Horse is akin to a Holy Motors hootenanny, markedly more confident and forward-facing than their debut. This time around, instead of directly appropriating Americana and American western film soundtracks, the guitars achieve cinematic grandeur by simply being evocative. The best example of this is their finest song to date, “Endless Night.” Hitting all the frequencies, this song alone earns the accolades lauding guitarists Lauri Raus and Gert Gutmann. At once elegiac and propulsive, “Endless Night” ends too soon. Speaking of frequencies, you’ll know if your bass EQ is too high from the low-end flicker of doom in “Midnight Cowboy,” sounding like Holy Motors playing at a prom where everyone forgot to show up.

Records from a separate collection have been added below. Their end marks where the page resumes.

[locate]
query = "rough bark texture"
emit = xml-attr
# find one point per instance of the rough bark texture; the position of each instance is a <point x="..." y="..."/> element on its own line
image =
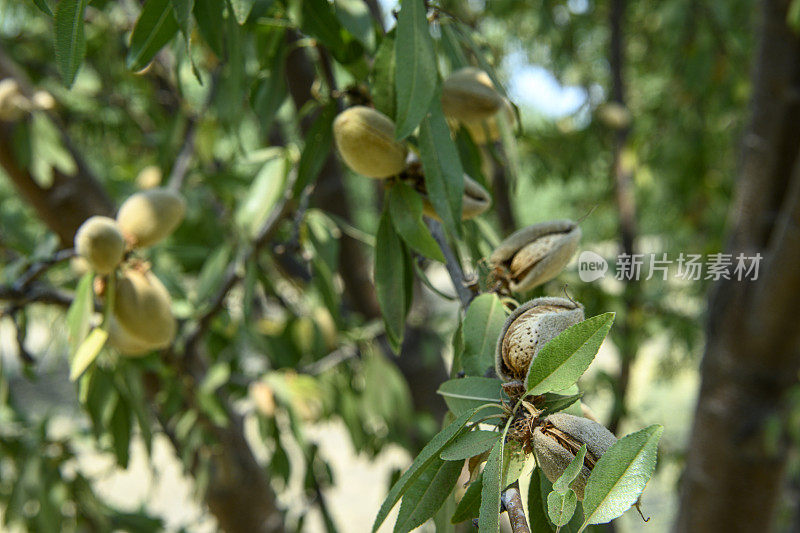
<point x="624" y="195"/>
<point x="734" y="469"/>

That psychedelic spaghetti western template fuels intriguing dramatic turns in both “Trouble” and “Matador,” which has a false ending that pre-empts a searing guitar outro, and holy Epiphones, is it breathtaking. Although “Road Stars” is effective as an experimental, mid-album palate cleanser, the male voice unexpectedly joining Tulve’s is jarring; it’s just not a good duet. “Life Valley (So Many Miles Away),” a major-key instrumental with wordless vocals, closes the album on a high note. It’s the most ‘shoegaze’ of anything on Horse, and with some different effects pedals, this song would sound right at home on Ride’s Nowhere. Readily compared to Mazzy Star, Lana Del Rey, and Cowboy Junkies, with Horse, Holy Motors have made a gorgeous, stately record that puts miles between them and their reference points.